# Any French speaking members? Lyrics translation request.



## D34DL1N3R (Aug 5, 2020)

This song. Is there a French and English speaking member that would be so kind as to write down both the French lyrics for me, as well as an English Translation?


----------



## godreborn (Aug 5, 2020)

@Cyan is french iirc.


----------



## Cyan (Aug 5, 2020)

I'm looking (or hearing) at it, but it's not easy as some word are not clear to me.
I'll do what I "think" it's best based on context.

Edit:
and of course, all the other tracks from all their album have lyrics on their website except for that one 
http://www.celluloide.online.fr/c-lyrics.php

I played with the URL and found it : 
http://www.celluloide.online.fr/c-lyrics_read.php?id=195

So, now I can translate it properly 



Spoiler: French



*TA MAIN SE GLACE*

Je n'ai pas eu le temps
de mentir
de laisser à présent
les souvenirs
une autre histoire se meurt
au fil du vent

Malgré la peur
comme une lame en plein cœur
le monde entier s'efface
lorsque ta main se glace

Je n'ai pas pris le temps
de m'enfuir
de laisser le présent
se languir
et notre histoire demeure
pour longtemps

Malgré la peur
comme une lame en plein cœur
le monde entier s'efface
lorsque ta main se glace

Lorsque ta main se glace





Spoiler: English



*YOUR HAND FREEZES*

I didn't have time
to lie
to leave (from) now
the memories
Another story dies
over the wind

Despite the fear
like a blade in the heart
the whole world fades away
when your hand freezes

I didn't take the time
to run away
to let the present
languish
and our story remains
for a long time

Despite the fear
like a blade in the heart
the whole world fades away
when your hand freezes

when your hand freezes



Note, google gives a slightly different translation, I think mine is better. but I might be wrong.
For the 3rd line, I'm not sure whether it's better to say "to leave now" or "to leave from now". The meaning is "starting from now" or "from now on".
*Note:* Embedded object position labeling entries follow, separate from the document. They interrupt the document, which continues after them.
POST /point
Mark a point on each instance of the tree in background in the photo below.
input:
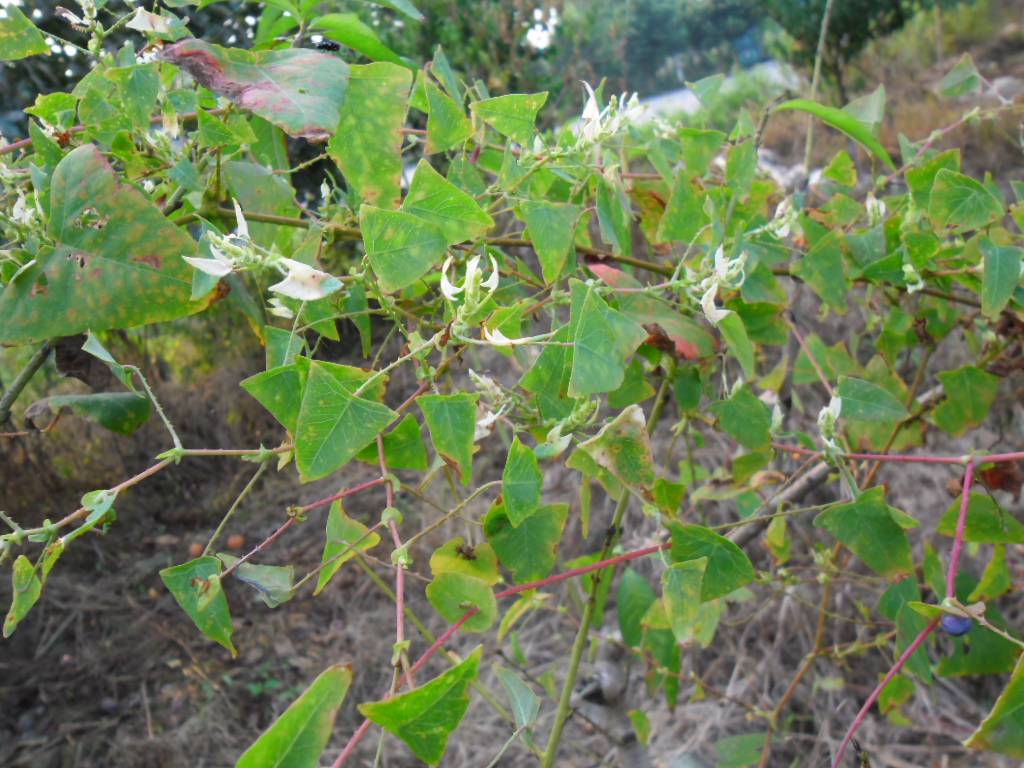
(853, 25)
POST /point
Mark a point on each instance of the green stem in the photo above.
(815, 81)
(235, 505)
(583, 634)
(37, 360)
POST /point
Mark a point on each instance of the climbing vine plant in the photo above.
(623, 282)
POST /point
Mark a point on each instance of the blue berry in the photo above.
(955, 626)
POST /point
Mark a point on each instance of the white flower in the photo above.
(23, 213)
(912, 278)
(497, 338)
(242, 228)
(711, 310)
(485, 424)
(876, 209)
(219, 266)
(472, 281)
(305, 283)
(449, 290)
(280, 310)
(828, 416)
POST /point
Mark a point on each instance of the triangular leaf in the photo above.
(297, 738)
(196, 586)
(452, 421)
(866, 526)
(512, 115)
(333, 425)
(401, 247)
(435, 200)
(425, 718)
(521, 482)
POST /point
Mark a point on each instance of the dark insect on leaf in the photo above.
(955, 626)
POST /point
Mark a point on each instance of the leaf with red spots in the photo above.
(297, 89)
(116, 261)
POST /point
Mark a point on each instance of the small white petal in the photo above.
(216, 267)
(497, 338)
(305, 283)
(242, 227)
(492, 282)
(712, 312)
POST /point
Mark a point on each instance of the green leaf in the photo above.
(865, 401)
(843, 122)
(525, 704)
(26, 589)
(822, 268)
(613, 217)
(129, 274)
(521, 482)
(513, 115)
(401, 247)
(19, 38)
(273, 584)
(457, 557)
(745, 418)
(297, 89)
(734, 333)
(995, 581)
(603, 340)
(529, 550)
(280, 391)
(623, 446)
(452, 421)
(684, 216)
(986, 521)
(349, 30)
(368, 143)
(970, 394)
(551, 228)
(962, 203)
(402, 6)
(345, 539)
(446, 123)
(120, 412)
(333, 425)
(681, 589)
(867, 526)
(403, 448)
(728, 567)
(632, 601)
(1000, 276)
(435, 200)
(1003, 728)
(196, 586)
(740, 751)
(961, 80)
(297, 738)
(425, 718)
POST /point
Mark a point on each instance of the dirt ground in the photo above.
(107, 671)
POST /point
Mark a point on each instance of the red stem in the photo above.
(342, 494)
(961, 527)
(897, 458)
(346, 753)
(291, 520)
(862, 715)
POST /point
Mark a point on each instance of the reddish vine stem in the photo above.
(899, 458)
(439, 643)
(399, 569)
(961, 528)
(293, 517)
(862, 715)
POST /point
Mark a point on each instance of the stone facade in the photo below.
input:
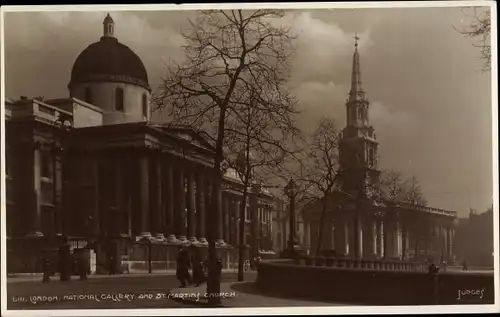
(99, 170)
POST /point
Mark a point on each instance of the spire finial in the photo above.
(109, 26)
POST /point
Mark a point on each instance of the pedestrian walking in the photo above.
(111, 265)
(183, 265)
(198, 267)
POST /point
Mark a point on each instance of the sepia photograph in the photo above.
(231, 159)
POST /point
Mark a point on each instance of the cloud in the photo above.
(430, 105)
(384, 118)
(323, 48)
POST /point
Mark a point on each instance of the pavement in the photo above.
(37, 277)
(241, 294)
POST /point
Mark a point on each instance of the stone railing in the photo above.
(373, 286)
(426, 209)
(349, 263)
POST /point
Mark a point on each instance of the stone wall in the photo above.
(375, 287)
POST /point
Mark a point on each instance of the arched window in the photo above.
(353, 115)
(371, 157)
(119, 99)
(88, 95)
(145, 105)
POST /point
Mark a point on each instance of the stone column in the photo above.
(191, 223)
(225, 217)
(219, 239)
(450, 245)
(208, 202)
(160, 209)
(200, 208)
(307, 235)
(386, 238)
(230, 229)
(168, 202)
(368, 239)
(95, 196)
(237, 223)
(326, 244)
(35, 229)
(399, 239)
(341, 242)
(374, 230)
(180, 210)
(144, 195)
(119, 195)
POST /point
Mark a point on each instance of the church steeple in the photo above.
(109, 27)
(358, 145)
(356, 92)
(357, 104)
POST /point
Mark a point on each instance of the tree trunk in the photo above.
(416, 248)
(404, 243)
(384, 241)
(321, 227)
(241, 237)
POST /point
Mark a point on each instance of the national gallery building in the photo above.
(93, 167)
(368, 230)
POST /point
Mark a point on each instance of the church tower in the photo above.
(358, 145)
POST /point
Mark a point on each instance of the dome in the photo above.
(109, 60)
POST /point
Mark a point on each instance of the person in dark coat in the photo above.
(111, 265)
(198, 267)
(183, 265)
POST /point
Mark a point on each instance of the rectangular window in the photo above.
(7, 162)
(46, 165)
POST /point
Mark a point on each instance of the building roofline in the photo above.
(76, 100)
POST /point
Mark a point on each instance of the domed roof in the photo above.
(109, 60)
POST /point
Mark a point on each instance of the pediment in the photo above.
(199, 139)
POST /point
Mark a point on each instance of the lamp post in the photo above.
(65, 124)
(290, 191)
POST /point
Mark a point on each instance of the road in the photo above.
(124, 292)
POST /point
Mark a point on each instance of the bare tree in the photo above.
(321, 168)
(257, 143)
(478, 27)
(225, 50)
(392, 186)
(394, 189)
(413, 193)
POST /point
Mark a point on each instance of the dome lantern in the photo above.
(109, 26)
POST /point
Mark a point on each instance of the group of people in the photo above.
(194, 262)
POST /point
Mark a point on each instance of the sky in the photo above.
(430, 103)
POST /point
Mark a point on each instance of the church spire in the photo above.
(356, 92)
(109, 27)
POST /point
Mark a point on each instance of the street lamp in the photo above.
(65, 124)
(290, 191)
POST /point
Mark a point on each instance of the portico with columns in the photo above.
(381, 229)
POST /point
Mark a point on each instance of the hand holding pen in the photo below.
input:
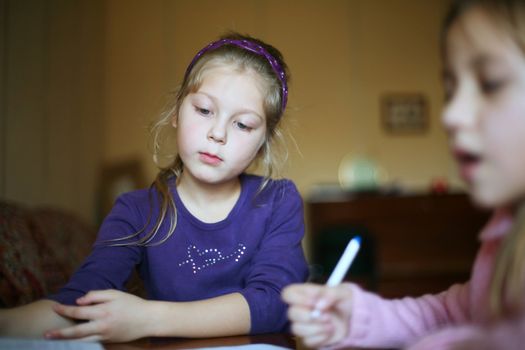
(340, 270)
(320, 313)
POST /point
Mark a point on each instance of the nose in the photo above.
(217, 132)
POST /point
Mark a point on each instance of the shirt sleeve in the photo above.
(278, 262)
(107, 267)
(378, 322)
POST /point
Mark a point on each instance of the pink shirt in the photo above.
(456, 314)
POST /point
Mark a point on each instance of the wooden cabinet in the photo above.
(421, 242)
I think the real meaning is "to let the memories go from now on", but I'm not sure how to "transpose" this the way the french word are placed on two different lines, it would look weird like that, right?
"To let go from now on
the memories"

So, I felt it was more "flowing" to say "to leave now the memories", but the real meaning is letting go.


----------



## D34DL1N3R (Sep 13, 2020)

@Cyan Awesome. Thank you so much!!!


----------



## DarknessPlay3r (Sep 13, 2020)

Hey Cyan, would you mind trying to translate the french parts of this one for me please?



Been listening to this song for years and still have no idea what the french parts are.


----------



## Cyan (Sep 13, 2020)

When I listened to it, I thought the words were invented, or not complete.
Then I saw the lyrics in the youtube's comment, and I was like ... not what I hear AT ALL !!
They really have a strange way to pronounce words.


The words and sentences feel like they are random and not really related with each others...



• Bonjour aux amis de malheur : hello to friends of misfortune

• nous sommes fous : we are crazy

• C'etait plus fort que moi : it was stronger than me (literrally), 
but I feel like there's another meaning, or another way to translate that. 
Something more in that form : "I couldn't stand it!" or "I couldn't prevent from doing it, I had to!" and then... he starts dancing like that:

• Pas de chas, pas de deux : 

The real word is "_pas de chat_" (cat's steps) and refers to Ballet's dances step style.
This is a pas de chat : 


Spoiler








And _pas de deux_ (Step of two) refers to how many dancers are performing a ballet together on scene.


----------



## DarknessPlay3r (Sep 13, 2020)

Cyan said:


> When I listened to it, I thought the words were invented, or not complete.
> Then I saw the lyrics in the youtube's comment, and I was like ... not what I hear AT ALL !!
> They really have a strange way to pronounce words.
> 
> ...



Thanks for that!

I don't know for sure but I think the song is from the perspective of one of the "Block Heads" going in to the machine at first being cheerful, artistic, and graceful. Only to come out the other side stamped and formed into a stereotypical corporate tool, who is now a lifeless/soul-less part of "the machine" that lost it's unique artistic talent (A Squarehead).

It's hard to say for sure but I think it was Pye Dubois' (and probably Kim Mitchel as well) way of expressing how people will give up the things that truly make them unique in fear of not fitting in with the "norm" because the norm is filled with stupidity and complacency.

I think the irony is that Kim Mitchel on his own wrote "Patio lanterns" year later and is still one of his biggest hits, while also being a song that truly represents what comes out the other side of the machine that the Block Heads come out of.

Up here in Canada due to the CRTC and the amount of "Canadian Content" radio has to play you still here Patio Lanterns often to this day. If your a fan of Max Webster (and Kim Mitchel) you shake your head and go:

"what the fuck is wrong with you people. Fucking Squareheads..."


----------



## Cyan (Sep 13, 2020)

I don't know them at all, and didn't thought it had that much meaning behind these lyrics.



DarknessPlay3r said:


> how people will give up the things that truly make them unique in fear of not fitting in with the "norm" because the norm is filled with stupidity and complacency.


so true... unfortunately.


----------